Clonal Transmission of Emerging Novel Plasmodium falciparum Kelch13 Mutations and Increasing Complexity of Infection in Libreville, Gabon, 2021-2023

Artemisinin partial resistance (ART-R) in Plasmodium falciparum , due to mutations in the Kelch13 (K13) propeller domain, is spreading across Africa. However, data from Central Africa remain sparse. This study performed molecular surveillance in a peri-urban sentinel site in Libreville, Gabon, from 2021 to 2023 to assess emerging resistance markers and parasite population dynamics. Febrile patients with confirmed P. falciparum infection were enrolled at the Melen sentinel site. Dried blood spots were collected and isolated DNA sequenced using molecular inversion probes (MIPs) targeting drug resistance genes and genome-wide SNPs. We assessed the prevalence of mutations in K13, DHFR, DHPS, CRT, and MDR1. Complexity of infection (COI) and identity-by-descent (IBD) were used to evaluate transmission intensity and parasite relatedness, respectively.
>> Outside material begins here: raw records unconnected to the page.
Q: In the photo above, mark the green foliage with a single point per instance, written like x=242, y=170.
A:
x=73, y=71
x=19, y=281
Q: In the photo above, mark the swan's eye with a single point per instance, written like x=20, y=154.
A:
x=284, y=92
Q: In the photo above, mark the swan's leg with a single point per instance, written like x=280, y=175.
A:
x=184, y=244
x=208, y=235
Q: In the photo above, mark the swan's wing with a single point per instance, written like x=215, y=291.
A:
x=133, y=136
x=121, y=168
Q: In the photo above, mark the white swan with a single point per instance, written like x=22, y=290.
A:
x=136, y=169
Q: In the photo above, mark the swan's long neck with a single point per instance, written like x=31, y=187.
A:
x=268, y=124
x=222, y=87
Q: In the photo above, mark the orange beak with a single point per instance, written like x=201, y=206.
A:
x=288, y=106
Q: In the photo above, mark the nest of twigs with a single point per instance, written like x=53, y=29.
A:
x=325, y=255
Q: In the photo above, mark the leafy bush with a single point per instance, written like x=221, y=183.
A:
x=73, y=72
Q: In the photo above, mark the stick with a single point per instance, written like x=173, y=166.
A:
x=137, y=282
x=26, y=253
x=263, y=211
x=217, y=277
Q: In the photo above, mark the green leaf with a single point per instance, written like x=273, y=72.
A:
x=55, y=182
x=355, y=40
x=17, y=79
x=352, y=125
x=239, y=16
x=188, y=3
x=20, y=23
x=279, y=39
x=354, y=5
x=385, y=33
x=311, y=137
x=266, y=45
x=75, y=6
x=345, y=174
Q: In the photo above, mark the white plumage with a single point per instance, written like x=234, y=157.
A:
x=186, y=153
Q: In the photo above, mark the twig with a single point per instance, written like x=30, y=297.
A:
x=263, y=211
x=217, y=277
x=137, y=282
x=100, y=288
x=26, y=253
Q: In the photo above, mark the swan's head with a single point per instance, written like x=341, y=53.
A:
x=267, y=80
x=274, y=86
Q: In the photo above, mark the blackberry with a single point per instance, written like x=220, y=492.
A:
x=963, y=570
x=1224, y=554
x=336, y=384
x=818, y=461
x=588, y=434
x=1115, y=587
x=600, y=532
Among 468 genotyped samples, no validated or candidate K13 mutations were detected. However, 21 carried K13 mutations of unknown significance, including E433D (n=14), Q613H (n=5), V520I, and V637I. Interestingly, E433D prevalence rose from 0.7% in 2022 to 5.5% in 2023. Parasites with E433D or Q613H showed significantly higher IBD than wild-type (P<0.001) and chains of clonal transmission. Recent DHFR and DHPS mutations associated with higher-level sulfadoxine-pyrimethamine resistance were at low prevalence. MDR1 Y184F increased from 52.6% to 68.8%, while CRT K76T remained rare. IBD estimates support clonal transmission of parasites carrying emerging K13 mutations, particularly E433D and Q613H. In parallel, COI estimates increased over time, suggesting intensifying malaria transmission, potentially with a seasonal component. These findings highlight the need for expanded genomic surveillance and functional validation of these novel mutations to inform malaria control strategies in Gabon and Central Africa.